En 1924, Sabina Spielrein retourne dans sa ville natale, Rostov-​sur-​le-​Don avec son mari et leurs deux filles. Elle sou­haite impor­ter la psy­cha­na­lyse dans la Russie sovié­tique. Elle exerce comme méde­cin géné­ra­liste, tout en s’occupant d’enfants délin­quants qu’elle traite par la psy­cha­na­lyse. Un tra­vail qui fera d’elle l’une des pion­nières de cette approche des enfants et de l’analyse du déve­lop­pe­ment enfan­tin de la psyché. 
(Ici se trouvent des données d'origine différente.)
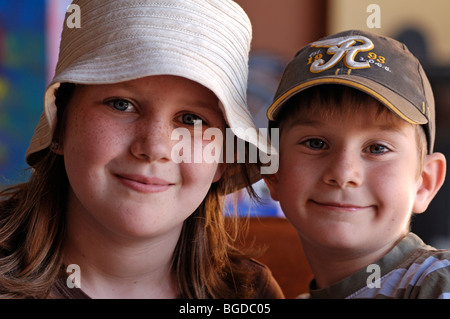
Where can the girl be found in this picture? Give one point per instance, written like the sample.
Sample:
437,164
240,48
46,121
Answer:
105,196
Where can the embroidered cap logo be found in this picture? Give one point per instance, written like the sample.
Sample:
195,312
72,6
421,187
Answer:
340,47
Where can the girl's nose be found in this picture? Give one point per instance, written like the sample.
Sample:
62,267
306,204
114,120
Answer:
152,140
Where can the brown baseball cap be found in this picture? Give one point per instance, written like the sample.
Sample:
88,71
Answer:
377,65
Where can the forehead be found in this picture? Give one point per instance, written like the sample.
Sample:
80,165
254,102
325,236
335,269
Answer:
338,104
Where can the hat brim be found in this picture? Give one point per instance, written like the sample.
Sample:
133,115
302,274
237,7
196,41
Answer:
396,103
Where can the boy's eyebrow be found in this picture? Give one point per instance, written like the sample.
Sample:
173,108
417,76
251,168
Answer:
387,126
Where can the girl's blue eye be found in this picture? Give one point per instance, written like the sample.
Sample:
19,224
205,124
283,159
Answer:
315,143
190,119
377,149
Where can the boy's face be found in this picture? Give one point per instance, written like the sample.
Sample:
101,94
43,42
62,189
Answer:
348,181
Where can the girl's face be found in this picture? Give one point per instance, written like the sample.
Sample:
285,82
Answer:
117,150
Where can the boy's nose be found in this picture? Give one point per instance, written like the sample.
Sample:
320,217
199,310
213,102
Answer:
152,141
344,170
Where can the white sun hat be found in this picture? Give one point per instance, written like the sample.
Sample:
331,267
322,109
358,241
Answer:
206,41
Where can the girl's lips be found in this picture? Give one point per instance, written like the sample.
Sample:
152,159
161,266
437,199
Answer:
143,184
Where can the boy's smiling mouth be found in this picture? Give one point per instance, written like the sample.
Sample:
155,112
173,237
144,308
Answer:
337,206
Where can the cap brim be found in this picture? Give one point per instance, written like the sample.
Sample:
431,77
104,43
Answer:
396,103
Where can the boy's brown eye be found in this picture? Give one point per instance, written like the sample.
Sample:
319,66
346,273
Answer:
377,149
315,143
121,105
191,119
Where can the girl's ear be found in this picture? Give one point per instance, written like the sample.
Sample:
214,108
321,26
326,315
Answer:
219,171
433,176
272,184
56,147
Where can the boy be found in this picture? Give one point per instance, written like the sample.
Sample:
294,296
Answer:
356,117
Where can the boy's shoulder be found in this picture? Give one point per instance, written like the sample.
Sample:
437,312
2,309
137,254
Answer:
411,270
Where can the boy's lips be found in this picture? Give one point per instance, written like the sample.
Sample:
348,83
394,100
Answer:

Sabina Spielrein meurt fusillée, lors du mas­sacre par les nazis de la popu­la­tion juive de Rostov-​sur-​le-​Don en août 1942. Pendant long­temps, elle est can­ton­née aux notes de bas de page des publi­ca­tions de Freud et de Jung. En 1977, ses textes manus­crits sont décou­verts dans les sous-​sols de l’Institut de psy­cho­lo­gie de Genève, où elle ensei­gna. Sa cor­res­pon­dance avec le dis­ciple et le maître sera publiée bien plus tard et consti­tue­ra une trace pré­cieuse des pre­miers moments de la psy­cha­na­lyse. Son apport théo­rique consi­dé­rable influen­ça notam­ment les car­rières de Melanie Klein, Anna Freud, Jean Piaget et Donald Winnicott. 

En 2018, sa vie ins­pire à l’autrice Violaine Gelly la bio­gra­phie inti­tu­lée La vie déro­bée de Sabina Spielrein, dans laquelle elle tente de lui rendre la place qu’elle mérite, au-​dessus de la bataille d’ego entre Jung et Freud.